Americans should love Greek food more than they do. It’s a little bit of a challenge to folks ruined on burgers and fries. (Spanakopita with cubed feta.)
Americans who do eat Indian food tend to stay within a narrow range of food that’s most like what they know. We’re still scared somebody’s going to pull out the chilled monkey brains. (Chicken Dak Bungalow).
This is a fine, graceful cuisine most Americans haven’t really distinguished from Chinese. (Crispy Spring Rolls Vietnamese Style).
Too few Americans even know Russia has a cuisine! Missiles, da. Cuisine? (Herring ‘Under A Fur Coat’).
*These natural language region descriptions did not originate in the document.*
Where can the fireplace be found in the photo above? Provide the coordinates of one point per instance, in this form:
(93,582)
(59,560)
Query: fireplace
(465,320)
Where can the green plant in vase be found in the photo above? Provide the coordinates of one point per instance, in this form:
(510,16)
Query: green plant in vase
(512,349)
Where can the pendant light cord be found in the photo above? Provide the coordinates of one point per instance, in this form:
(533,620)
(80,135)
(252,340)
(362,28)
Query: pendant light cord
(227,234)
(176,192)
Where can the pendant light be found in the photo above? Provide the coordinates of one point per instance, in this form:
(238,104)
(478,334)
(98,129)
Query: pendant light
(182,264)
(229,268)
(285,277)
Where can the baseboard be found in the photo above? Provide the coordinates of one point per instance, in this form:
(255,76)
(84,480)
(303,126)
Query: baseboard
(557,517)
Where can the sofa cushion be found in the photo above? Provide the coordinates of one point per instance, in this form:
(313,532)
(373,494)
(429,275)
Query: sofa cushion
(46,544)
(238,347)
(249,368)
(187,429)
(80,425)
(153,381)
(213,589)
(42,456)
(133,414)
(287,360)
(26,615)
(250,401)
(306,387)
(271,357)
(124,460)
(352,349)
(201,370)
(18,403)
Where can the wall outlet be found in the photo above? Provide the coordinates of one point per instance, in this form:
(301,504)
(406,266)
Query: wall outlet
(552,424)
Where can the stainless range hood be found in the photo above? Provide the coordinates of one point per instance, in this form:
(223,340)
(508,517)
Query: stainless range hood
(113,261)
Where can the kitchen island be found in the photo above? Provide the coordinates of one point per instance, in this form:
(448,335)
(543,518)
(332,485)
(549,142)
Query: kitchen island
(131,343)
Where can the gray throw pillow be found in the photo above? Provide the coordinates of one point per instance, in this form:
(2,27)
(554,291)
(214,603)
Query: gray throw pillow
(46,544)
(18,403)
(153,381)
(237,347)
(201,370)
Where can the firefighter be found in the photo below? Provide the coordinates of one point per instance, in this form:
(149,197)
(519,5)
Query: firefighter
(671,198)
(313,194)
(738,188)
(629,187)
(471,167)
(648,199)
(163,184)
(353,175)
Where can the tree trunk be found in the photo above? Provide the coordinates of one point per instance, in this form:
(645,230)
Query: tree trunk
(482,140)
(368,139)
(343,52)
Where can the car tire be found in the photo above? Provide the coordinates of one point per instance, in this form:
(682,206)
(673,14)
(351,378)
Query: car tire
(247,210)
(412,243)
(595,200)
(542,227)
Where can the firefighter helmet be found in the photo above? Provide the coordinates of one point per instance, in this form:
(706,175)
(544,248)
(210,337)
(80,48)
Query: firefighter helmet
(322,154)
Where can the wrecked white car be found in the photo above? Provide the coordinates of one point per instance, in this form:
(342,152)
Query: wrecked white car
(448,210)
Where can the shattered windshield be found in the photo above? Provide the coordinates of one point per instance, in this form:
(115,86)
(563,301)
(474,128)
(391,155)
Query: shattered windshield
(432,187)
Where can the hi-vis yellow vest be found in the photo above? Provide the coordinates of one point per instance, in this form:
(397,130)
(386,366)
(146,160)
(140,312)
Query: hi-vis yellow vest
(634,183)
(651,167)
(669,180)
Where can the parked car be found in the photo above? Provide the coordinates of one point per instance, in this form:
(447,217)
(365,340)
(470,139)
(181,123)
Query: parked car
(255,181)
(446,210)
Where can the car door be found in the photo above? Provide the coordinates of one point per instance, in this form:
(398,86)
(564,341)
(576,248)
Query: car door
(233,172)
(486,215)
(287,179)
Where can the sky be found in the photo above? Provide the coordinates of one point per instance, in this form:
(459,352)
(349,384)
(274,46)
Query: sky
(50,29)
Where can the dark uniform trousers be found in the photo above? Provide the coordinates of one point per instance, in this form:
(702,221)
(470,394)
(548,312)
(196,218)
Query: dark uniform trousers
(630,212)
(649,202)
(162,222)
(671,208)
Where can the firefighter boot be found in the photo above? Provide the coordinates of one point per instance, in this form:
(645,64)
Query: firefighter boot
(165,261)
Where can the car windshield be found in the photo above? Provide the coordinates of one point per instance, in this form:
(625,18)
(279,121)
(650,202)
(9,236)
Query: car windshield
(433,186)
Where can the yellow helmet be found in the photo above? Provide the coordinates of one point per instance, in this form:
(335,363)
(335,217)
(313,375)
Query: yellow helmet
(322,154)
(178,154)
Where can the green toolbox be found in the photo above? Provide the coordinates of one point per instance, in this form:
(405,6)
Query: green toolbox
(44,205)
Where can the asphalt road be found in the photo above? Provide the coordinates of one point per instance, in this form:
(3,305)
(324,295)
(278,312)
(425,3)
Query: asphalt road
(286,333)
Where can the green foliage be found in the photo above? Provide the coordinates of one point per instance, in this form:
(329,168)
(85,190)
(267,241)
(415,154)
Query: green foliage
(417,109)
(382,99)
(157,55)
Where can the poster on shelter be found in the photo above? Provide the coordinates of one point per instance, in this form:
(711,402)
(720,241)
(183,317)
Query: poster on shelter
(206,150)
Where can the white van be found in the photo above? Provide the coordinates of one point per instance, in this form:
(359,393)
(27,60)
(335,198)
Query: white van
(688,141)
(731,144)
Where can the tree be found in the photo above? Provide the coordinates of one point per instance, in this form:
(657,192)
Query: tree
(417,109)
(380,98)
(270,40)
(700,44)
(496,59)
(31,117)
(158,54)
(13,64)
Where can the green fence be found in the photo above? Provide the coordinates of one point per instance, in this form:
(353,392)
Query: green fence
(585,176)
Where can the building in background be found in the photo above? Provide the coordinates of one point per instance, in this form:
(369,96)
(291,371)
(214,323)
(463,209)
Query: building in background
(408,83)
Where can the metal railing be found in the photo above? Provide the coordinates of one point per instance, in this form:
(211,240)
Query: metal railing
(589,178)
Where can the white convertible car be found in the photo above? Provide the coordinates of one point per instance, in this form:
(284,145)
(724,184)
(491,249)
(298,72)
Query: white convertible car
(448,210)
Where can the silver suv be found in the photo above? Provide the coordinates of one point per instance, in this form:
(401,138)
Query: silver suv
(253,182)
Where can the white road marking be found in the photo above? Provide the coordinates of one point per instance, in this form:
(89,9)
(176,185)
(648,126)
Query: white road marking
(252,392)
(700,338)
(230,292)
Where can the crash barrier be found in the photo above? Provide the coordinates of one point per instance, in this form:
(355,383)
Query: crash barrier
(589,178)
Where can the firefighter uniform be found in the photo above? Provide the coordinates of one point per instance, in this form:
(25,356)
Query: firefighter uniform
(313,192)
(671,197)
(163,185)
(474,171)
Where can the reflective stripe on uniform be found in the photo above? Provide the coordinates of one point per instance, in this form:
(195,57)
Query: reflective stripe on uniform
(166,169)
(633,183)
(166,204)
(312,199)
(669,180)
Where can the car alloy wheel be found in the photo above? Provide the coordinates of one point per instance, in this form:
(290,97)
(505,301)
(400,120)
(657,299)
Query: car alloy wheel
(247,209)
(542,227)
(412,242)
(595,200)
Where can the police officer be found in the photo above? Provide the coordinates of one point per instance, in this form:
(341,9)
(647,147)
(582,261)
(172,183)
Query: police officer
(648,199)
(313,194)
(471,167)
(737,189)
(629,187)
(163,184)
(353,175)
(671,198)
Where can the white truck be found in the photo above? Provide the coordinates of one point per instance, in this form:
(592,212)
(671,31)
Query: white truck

French food almost introduced ‘foreign food’ into America through Julia Childs. But we’ve drifted from our old friend. (Escargot).
‘Mexican!’, you say. ‘Everybody loves Mexican food!’ But if you do the typical American thing of never getting past tacos/burritos/enchiladas, you’re not trying. (Seafood Paella).
Yes, Germany has a cuisine. It isn’t just room temperature beer – speaking of things Americans pretend to like. (Sauerbraten with potato dumplings).
If you were psychic, you’d overhear this a lot at Cuban restaurants: ‘Man, I wish this were Mexican!’ (Fried Plantains).
What do most Americans know about Kosher food? That it’s lox and bagels, and we’re not sure what lox are. (Seared salmon plate).
One in a hundred Americans LOVES sushi. The rest of us eat Japanese food wishing it were Chinese. We can handle it though – when it’s deep-fried. (Tuna Eyes).